Bruxelles, 15/10/2004 (Agence Europe) - Après un très long débat mercredi soir, le comité exécutif de la Confédération européenne des syndicats (CES) a entériné à une très large majorité sa résolution sur la Constitution européenne. Le vote avait été demandé par le Secrétaire général de la CES John Monks "pour qu'il n'y ait aucun doute sur la position de la CES sur la nouvelle Constitution". "Très heureux du résultat du vote", John Monks a expliqué le point de vue syndical devant la presse à Bruxelles: "Nous pensons que cette Constitution est (…) un premier pas en avant. (…) La Convention a proposé d'intégrer la Charte des droits fondamentaux dans la Constitution et a permis de progresser sur certaines questions sociales et sur l'emploi. Nous nous engageons très fortement pour que cette Constitution soit adoptée et nous n'acceptons pas la vision de certains qui veulent la démolir. Cette Constitution est une avancée par rapport au Traité de Nice", a déclaré John Monks, tout en admettant que la nouvelle Constitution est moins ambitieuse que ce que la CES avait proposé, et reste en retrait par rapport aux recommandations de la Convention européenne.
Dans sa résolution, la CES explique que, "dans une perspective plus spécifiquement sociale", la Constitution marque une avancée notamment parce que: - elle reconnaît le rôle des partenaires sociaux et du Sommet social tripartite; - l'économie sociale et le plein emploi figurent parmi les objectifs de l'Union; - la politique sociale y est expressément reconnue comme une compétence partagée; - l'égalité des sexes devient une valeur de l'UE; - une base juridique est prévue pour les services d'intérêt général. La CES fera à présent campagne auprès de ses organisations affiliées (mais pas auprès des Etats membres, a précisé John Monks) pour qu'elles prennent connaissance de cette résolution et la fassent connaître à leur tour.

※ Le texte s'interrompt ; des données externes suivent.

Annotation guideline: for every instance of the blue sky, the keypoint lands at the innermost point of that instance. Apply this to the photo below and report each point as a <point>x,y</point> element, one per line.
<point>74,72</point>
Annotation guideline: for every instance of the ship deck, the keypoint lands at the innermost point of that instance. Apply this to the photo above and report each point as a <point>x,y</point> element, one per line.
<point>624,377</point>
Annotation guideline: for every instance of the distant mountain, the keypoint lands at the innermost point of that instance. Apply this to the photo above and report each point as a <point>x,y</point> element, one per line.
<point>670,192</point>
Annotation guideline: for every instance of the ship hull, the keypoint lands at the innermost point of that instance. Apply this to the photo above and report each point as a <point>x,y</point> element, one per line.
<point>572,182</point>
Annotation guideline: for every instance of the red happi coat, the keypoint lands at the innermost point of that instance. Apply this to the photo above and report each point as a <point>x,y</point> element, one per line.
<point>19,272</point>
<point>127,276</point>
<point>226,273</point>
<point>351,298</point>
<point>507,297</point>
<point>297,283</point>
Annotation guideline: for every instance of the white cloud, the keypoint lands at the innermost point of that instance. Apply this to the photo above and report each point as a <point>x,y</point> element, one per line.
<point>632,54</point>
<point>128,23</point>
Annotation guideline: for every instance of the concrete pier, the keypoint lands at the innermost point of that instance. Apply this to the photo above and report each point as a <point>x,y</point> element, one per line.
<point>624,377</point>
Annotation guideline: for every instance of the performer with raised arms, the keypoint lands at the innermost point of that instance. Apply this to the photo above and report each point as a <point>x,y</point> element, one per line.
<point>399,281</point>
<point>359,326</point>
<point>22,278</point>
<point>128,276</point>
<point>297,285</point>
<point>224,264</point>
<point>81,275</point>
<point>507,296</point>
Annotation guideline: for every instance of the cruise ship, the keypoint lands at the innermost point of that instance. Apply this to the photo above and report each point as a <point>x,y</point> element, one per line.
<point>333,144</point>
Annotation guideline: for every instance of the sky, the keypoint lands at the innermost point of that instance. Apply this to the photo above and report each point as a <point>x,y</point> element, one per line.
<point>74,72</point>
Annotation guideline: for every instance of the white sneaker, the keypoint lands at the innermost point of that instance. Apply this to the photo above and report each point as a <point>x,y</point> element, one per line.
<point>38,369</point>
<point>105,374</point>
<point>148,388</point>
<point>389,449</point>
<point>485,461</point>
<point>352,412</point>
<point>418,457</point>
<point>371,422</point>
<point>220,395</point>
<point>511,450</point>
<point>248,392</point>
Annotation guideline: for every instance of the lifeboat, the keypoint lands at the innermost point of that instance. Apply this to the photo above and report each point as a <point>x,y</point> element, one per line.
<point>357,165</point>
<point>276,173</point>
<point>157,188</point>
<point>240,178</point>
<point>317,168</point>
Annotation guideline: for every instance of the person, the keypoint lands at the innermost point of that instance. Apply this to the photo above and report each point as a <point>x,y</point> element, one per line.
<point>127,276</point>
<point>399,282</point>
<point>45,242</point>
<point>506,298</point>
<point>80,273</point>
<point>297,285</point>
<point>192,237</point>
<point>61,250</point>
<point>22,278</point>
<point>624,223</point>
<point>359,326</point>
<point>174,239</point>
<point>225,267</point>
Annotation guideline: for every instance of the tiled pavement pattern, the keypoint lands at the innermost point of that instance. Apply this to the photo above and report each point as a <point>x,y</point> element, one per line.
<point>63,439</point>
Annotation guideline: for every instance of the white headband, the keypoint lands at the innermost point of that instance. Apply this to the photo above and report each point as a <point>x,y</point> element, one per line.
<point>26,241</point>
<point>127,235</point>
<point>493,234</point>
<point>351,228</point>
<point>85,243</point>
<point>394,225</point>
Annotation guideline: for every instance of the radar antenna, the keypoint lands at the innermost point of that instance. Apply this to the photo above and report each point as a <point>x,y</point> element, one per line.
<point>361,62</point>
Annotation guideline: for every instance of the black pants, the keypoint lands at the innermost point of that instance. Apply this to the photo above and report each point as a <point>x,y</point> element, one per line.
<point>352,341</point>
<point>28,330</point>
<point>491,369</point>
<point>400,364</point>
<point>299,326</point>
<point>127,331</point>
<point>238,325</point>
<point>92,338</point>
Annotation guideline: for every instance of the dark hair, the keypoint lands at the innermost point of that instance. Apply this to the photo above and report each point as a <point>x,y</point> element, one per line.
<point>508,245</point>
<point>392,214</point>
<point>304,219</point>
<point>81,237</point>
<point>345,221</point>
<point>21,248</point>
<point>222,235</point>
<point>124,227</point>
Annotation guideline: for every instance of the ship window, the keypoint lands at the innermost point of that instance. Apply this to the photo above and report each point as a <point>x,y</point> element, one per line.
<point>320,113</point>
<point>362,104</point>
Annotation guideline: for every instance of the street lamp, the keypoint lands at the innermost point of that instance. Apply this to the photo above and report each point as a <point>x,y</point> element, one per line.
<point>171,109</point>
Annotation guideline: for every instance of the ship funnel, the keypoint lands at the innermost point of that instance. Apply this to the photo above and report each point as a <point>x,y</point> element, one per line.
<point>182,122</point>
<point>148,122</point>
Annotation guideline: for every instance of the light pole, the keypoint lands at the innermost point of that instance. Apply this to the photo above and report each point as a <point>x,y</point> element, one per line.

Ainsi, la plupart des organisations et fédérations syndicales membres de la CES se sont prononcées en faveur de la résolution. Seul le syndicat français FO (Force Ouvrière) a voté contre, pour diverses raisons. FO estime entre autres que les valeurs sociales ne sont pas assez marquées dans le traité constitutionnel, alors qu'il craint que "les politiques libérales soient gravées dans le marbre", a indiqué John Monks tout en exprimant son profond désaccord avec la position de FO. Interrogé sur l'abstention du syndicat britannique TUC (dont il est lui-même issu), John Monks a dit: "vérifiez auprès du TUC s'il s'est réellement abstenu ». En même temps, il a remarqué que l'attitude du TUC est liée au débat en cours au Royaume-Uni au sujet de la Constitution, et au fait que Tony Blair "avait fait des efforts ultimes pour affaiblir la Charte des droits fondamentaux". Après vérification des votes, la porte-parole de la CES Patricia Grillo a indiqué que les "Britanniques ont voté en faveur de la résolution syndicale".